Companies with mix of domain expertise and in-house data science skills can help decide what you want to achieve and how machine learning is a good fit for an organization – bringing up the question of massive talent shortage in the AI space that haunted enterprises through 2010s and is likely to continue in the next decade.
Ranjit Nair, CEO and Founder of Germin8 Solutions, a digital intelligence company, believes, “Without mass market use-cases there will not been a great deal of money in it. As a result there are only handful organizations that were willing to cough up money for development of talent and skill. AI is also not well-represented in industry-focused education and training curriculum. As a result there is a skills shortage – simply not enough qualified people who know how to operate machines which think and learn for themselves. Also, trust building in AI is a big issue. People don’t feel comfortable when they don’t know and understand how the decision was made by a system.”
Finally, malicious use of AI could play out in the form of terrorists deploying autonomous weapons or hacking large-scale operations controlled by AI that could affect businesses and societies, causing chaos and destruction.
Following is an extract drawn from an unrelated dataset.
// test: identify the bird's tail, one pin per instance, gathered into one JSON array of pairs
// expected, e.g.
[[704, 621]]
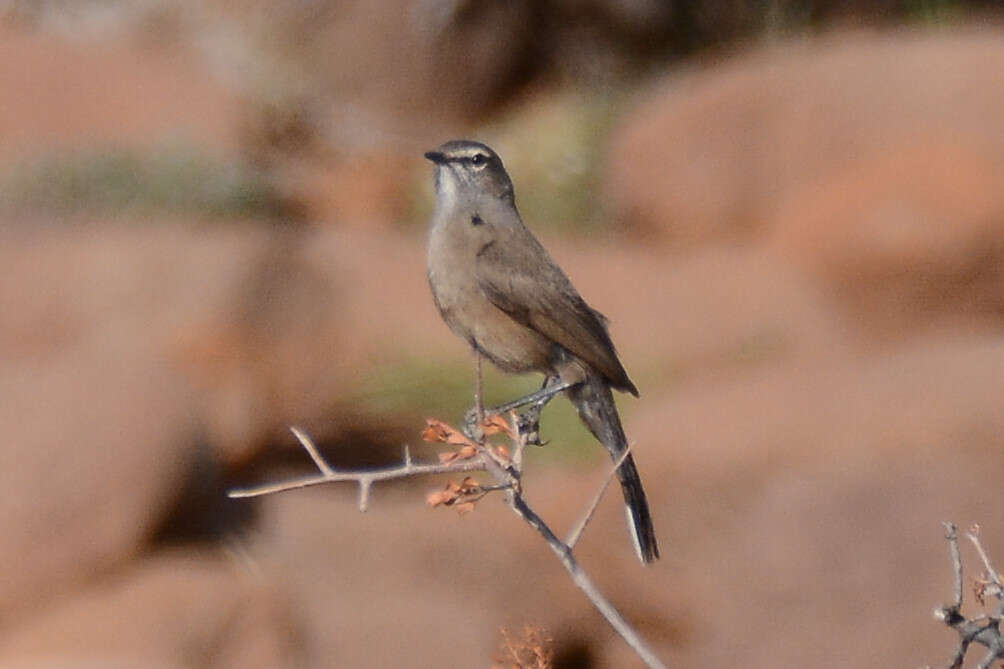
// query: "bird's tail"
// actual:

From the learnings of the decade, a McKinsey article states that AI is poised to “unleash the next wave of digital disruption”, and advises companies to prepare for it now. From adding efficiencies in operations and logistics, to improving and expediting customer service experiences and introducing smarter means of transportation, AI’s potential is rich.
Experts believe, early adopters of AI are already solving mission-critical problems and seeing immediate value-add to revenues, profit and overall industry leadership. But those who will continue to be hesitant will surely miss the boat.